In February 1812 Lieutenant Nathaniel Norton was appointed to command of Procris, replacing Forman. As Forman was still commanding her in the expedition to Palembang, Norton must have taken actual command in late April or after.

Procris joined Phoenix, Barracouta, and a detachment of 100 men from the 48th Highlanders in a punitive expedition against the Sultanate of Sambas, along the Sambas River in western Borneo. Barracouta was unable to force the river defenses and the expedition was forced to retreat after she suffered some casualties. Bowen died shortly thereafter of fever. The HEIC cruiser and some gunboats then maintained a blockade until a second punitive expedition arrived in June 1813.

The Royal Navy contingent in the second punitive expedition consisted of Leda, , Malacca, , , and Procris, with Captain Sayer of Leda as the senior naval officer. The HEIC contributed the cruisers Malabar, Teignmouth, and Aurora, seven gunboats, the transport Troubridge, and the East Indiaman . The army contingent consisted of the 14th Regiment of Foot, a company each from the Bengal artillery and the HEIC's European Regiment, and the 3rd Bengal Volunteer Battalion. Eventually the British vessels, except the frigates, were able to cross bar in front of the river and move towards the town of Sambas. Capturing two forts yielded over 70 brass and iron guns of mixed calibers, but the town of itself yielded little booty. The expedition was able to recapture the Portuguese brig Coromandel, which the pirates had captured the year before. British casualties from combat were relatively low, but casualties from fever and disease were high.

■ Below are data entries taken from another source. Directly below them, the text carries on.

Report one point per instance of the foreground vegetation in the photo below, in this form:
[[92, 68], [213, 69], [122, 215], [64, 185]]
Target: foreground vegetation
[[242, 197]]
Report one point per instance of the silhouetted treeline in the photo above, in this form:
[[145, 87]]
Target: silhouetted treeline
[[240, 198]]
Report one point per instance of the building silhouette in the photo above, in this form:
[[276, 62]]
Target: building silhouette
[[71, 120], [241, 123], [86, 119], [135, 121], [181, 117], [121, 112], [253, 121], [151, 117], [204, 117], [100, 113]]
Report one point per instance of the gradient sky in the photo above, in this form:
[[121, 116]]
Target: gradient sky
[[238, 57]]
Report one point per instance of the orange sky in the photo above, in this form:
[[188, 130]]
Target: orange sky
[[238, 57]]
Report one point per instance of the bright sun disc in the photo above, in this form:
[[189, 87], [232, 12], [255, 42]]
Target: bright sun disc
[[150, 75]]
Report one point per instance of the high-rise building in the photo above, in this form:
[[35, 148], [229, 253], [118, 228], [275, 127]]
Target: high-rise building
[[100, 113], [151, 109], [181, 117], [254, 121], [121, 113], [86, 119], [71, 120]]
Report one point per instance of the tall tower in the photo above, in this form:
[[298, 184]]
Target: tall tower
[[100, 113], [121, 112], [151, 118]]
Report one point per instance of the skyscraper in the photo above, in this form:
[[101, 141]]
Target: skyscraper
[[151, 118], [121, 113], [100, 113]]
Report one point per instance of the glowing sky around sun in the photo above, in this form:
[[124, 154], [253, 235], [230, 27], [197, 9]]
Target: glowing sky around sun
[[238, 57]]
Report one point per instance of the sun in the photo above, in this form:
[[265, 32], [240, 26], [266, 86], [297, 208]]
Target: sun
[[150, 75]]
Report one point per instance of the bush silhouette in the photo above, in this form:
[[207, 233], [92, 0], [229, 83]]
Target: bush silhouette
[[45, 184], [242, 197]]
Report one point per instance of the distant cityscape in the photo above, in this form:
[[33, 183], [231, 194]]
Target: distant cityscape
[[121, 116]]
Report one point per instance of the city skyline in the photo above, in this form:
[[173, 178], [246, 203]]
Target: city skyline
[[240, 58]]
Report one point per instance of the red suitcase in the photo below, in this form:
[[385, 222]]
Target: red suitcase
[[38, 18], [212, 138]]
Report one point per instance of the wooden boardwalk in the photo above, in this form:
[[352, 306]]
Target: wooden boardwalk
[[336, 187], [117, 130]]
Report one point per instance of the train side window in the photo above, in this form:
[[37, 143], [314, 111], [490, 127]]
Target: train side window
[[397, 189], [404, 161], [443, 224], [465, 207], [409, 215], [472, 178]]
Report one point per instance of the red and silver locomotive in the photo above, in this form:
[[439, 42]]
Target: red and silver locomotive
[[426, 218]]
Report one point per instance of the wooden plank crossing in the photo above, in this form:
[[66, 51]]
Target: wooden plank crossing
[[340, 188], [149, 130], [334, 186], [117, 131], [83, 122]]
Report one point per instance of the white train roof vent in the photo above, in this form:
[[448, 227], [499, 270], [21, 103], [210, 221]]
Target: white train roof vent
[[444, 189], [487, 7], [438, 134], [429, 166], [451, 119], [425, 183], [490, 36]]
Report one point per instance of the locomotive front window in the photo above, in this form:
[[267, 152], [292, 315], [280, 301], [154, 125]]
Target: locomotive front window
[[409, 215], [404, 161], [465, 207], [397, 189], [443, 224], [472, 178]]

In April 1813 Commander Thomas Cusson replaced Norton. Cusson sailed Procris back to Britain, arriving in August 1814.

Disposal: The Navy put Procris up for sale in February 1815. She finally sold, for £900, on 23 November.

==Merchantman==
Procris then became a merchantman. She first appeared in Lloyd's Register in 1816 with John Facey, master, J.Brown, owner, and trade Poole-"Merm".

| Year | Master | Owner | Trade | Source |
|---|---|---|---|---|
| 1820 | J.Taggart | J.Brown | Liverpool–New Brunswick | LR |
| 1825 | J.Taggart | J.Brown | Cork | LR |

On 1 January 1822, Procris, Taggart, master, ran aground as she was arriving at Poole from Cork. she was gotten off and arrived the next day.

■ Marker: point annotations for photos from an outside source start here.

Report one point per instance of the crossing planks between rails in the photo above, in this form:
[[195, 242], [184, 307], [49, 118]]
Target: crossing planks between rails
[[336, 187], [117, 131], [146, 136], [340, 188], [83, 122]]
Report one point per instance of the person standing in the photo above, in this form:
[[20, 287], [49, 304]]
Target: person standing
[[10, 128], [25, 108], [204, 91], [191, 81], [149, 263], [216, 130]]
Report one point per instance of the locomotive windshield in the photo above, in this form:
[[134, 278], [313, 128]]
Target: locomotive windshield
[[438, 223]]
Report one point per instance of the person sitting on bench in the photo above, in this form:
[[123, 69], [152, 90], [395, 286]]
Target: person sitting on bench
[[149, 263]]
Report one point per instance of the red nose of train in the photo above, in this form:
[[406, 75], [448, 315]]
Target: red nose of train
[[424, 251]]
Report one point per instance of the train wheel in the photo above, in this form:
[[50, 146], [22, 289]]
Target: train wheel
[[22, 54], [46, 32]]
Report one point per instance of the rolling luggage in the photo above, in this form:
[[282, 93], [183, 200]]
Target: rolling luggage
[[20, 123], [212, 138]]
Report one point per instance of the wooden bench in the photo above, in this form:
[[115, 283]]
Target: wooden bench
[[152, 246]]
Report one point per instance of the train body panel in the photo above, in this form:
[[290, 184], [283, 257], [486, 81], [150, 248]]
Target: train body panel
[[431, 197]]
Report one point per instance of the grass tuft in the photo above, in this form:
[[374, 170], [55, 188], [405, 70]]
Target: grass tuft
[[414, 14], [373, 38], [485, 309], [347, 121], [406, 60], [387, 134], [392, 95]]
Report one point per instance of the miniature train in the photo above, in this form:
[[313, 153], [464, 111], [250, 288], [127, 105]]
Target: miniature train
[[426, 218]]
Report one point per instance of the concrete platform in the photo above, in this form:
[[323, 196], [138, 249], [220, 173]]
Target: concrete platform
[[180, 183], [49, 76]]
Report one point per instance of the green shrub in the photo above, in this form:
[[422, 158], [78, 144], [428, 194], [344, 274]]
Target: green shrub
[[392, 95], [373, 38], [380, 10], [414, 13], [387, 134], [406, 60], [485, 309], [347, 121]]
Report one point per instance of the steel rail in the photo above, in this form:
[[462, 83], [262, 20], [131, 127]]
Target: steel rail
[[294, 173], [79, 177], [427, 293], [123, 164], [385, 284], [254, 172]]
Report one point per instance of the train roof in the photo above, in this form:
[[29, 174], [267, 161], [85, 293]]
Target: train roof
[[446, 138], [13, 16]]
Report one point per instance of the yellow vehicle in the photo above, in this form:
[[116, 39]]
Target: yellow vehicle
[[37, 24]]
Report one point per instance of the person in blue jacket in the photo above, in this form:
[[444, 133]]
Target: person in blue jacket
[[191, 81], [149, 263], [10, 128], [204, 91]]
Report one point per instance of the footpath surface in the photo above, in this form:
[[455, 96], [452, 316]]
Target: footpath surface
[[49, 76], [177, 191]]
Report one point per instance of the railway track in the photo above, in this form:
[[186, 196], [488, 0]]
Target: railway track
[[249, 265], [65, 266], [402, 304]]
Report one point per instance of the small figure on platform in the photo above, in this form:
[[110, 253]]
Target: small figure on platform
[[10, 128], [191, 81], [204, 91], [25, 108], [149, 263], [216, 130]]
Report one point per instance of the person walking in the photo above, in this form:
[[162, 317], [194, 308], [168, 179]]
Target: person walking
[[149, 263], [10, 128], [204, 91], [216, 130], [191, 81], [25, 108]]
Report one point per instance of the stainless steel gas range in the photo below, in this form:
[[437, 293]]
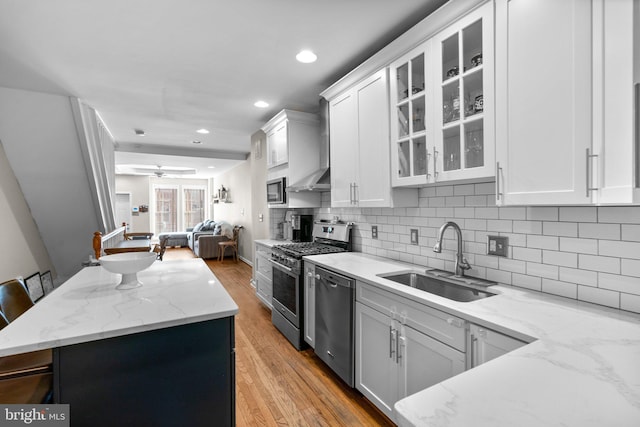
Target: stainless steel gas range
[[288, 280]]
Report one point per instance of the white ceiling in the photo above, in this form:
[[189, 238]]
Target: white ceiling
[[171, 67]]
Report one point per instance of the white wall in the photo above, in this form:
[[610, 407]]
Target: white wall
[[23, 251], [39, 136], [238, 212]]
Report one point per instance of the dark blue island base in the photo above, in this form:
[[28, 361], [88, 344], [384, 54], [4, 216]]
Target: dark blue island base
[[176, 376]]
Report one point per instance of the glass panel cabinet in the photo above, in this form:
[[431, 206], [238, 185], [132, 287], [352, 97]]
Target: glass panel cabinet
[[464, 97], [410, 98], [442, 105]]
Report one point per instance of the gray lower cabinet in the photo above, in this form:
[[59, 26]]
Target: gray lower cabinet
[[397, 353]]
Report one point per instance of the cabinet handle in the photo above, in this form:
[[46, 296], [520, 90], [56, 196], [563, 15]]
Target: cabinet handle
[[589, 170], [498, 173], [435, 159], [392, 341], [637, 131], [474, 343], [400, 344]]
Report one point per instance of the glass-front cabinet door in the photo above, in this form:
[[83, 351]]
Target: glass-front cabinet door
[[464, 134], [411, 102]]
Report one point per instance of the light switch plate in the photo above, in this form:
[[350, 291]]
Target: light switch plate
[[497, 245], [414, 236]]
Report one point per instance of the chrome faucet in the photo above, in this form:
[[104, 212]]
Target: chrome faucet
[[461, 262]]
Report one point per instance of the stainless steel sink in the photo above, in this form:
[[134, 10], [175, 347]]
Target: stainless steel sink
[[444, 284]]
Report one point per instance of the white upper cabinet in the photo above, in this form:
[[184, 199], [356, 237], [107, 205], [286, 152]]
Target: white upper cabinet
[[293, 150], [564, 102], [464, 96], [442, 105], [410, 135], [277, 149], [359, 135]]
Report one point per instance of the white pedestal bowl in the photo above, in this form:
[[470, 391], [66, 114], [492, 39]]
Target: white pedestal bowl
[[128, 264]]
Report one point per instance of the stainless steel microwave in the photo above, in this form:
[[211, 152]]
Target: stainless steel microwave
[[276, 191]]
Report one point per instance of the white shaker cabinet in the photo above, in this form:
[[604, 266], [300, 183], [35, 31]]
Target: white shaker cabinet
[[442, 105], [463, 91], [566, 130], [359, 135], [486, 344], [310, 303]]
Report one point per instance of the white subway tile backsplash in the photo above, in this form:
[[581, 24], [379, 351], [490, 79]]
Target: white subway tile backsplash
[[543, 242], [630, 267], [527, 227], [445, 190], [581, 246], [599, 263], [475, 201], [497, 225], [564, 259], [630, 302], [599, 231], [619, 249], [542, 213], [579, 214], [585, 252], [543, 270], [526, 254], [619, 214], [513, 213], [631, 232], [512, 265], [567, 229], [464, 190], [616, 282], [486, 188], [578, 276], [557, 287]]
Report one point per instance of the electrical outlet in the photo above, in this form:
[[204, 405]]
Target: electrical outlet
[[414, 236], [497, 245]]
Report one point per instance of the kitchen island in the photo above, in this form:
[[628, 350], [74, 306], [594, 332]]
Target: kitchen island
[[159, 354], [580, 368]]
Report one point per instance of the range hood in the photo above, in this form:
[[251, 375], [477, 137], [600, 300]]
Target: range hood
[[319, 180]]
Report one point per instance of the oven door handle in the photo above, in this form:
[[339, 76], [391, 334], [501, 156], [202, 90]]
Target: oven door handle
[[277, 264]]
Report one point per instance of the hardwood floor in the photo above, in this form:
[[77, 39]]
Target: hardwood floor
[[276, 385]]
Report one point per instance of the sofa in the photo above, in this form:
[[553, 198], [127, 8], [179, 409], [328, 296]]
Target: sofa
[[205, 236]]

In 1827 Procris, Arnold, master, was sailing in the Mediterranean. A letter from Smyrna dated 12 September 1827, reported that as she was sailing from Alexandria to Leghorn she encountered an armed Greek brig which put six men aboard her and ordered her to sail to Napoli. However, shortly thereafter the brig and Procris encountered a fleet of 80 vessels from Egypt, bound for Morea. The brig made off while Arnold sailed Procris into the fleet, over-powered the Greeks on board, and then sailed to Smyrna.

On 22 June Procris, Arnold, master, bought into Campbeltown. She had been on her way from Quebec to Liverpool when she struck rocks at Kiell, near the Mull of Kintyre. Her rudder irons were broken and it was possible that she had sustained severe damage.

| Year | Master | Owner | Trade | Source & notes |
|---|---|---|---|---|
| 1830 | R.Arnolds | J.Brown | London–Quebec | LR |
| 1835 | J.Arnold | J.Brown | Poole-America | LR |
| 1839 | J.Frost | J.Brown | Poole–Quebec | LR; homeport of Poole, small repairs 1839 |

==Fate==
Procris was wrecked 25 August 1839 on Allan's Island, Newfoundland and Labrador. Her crew were rescued. Lloyd's Register (LR) for 1839 carried the annotation "Wrecked" by her name.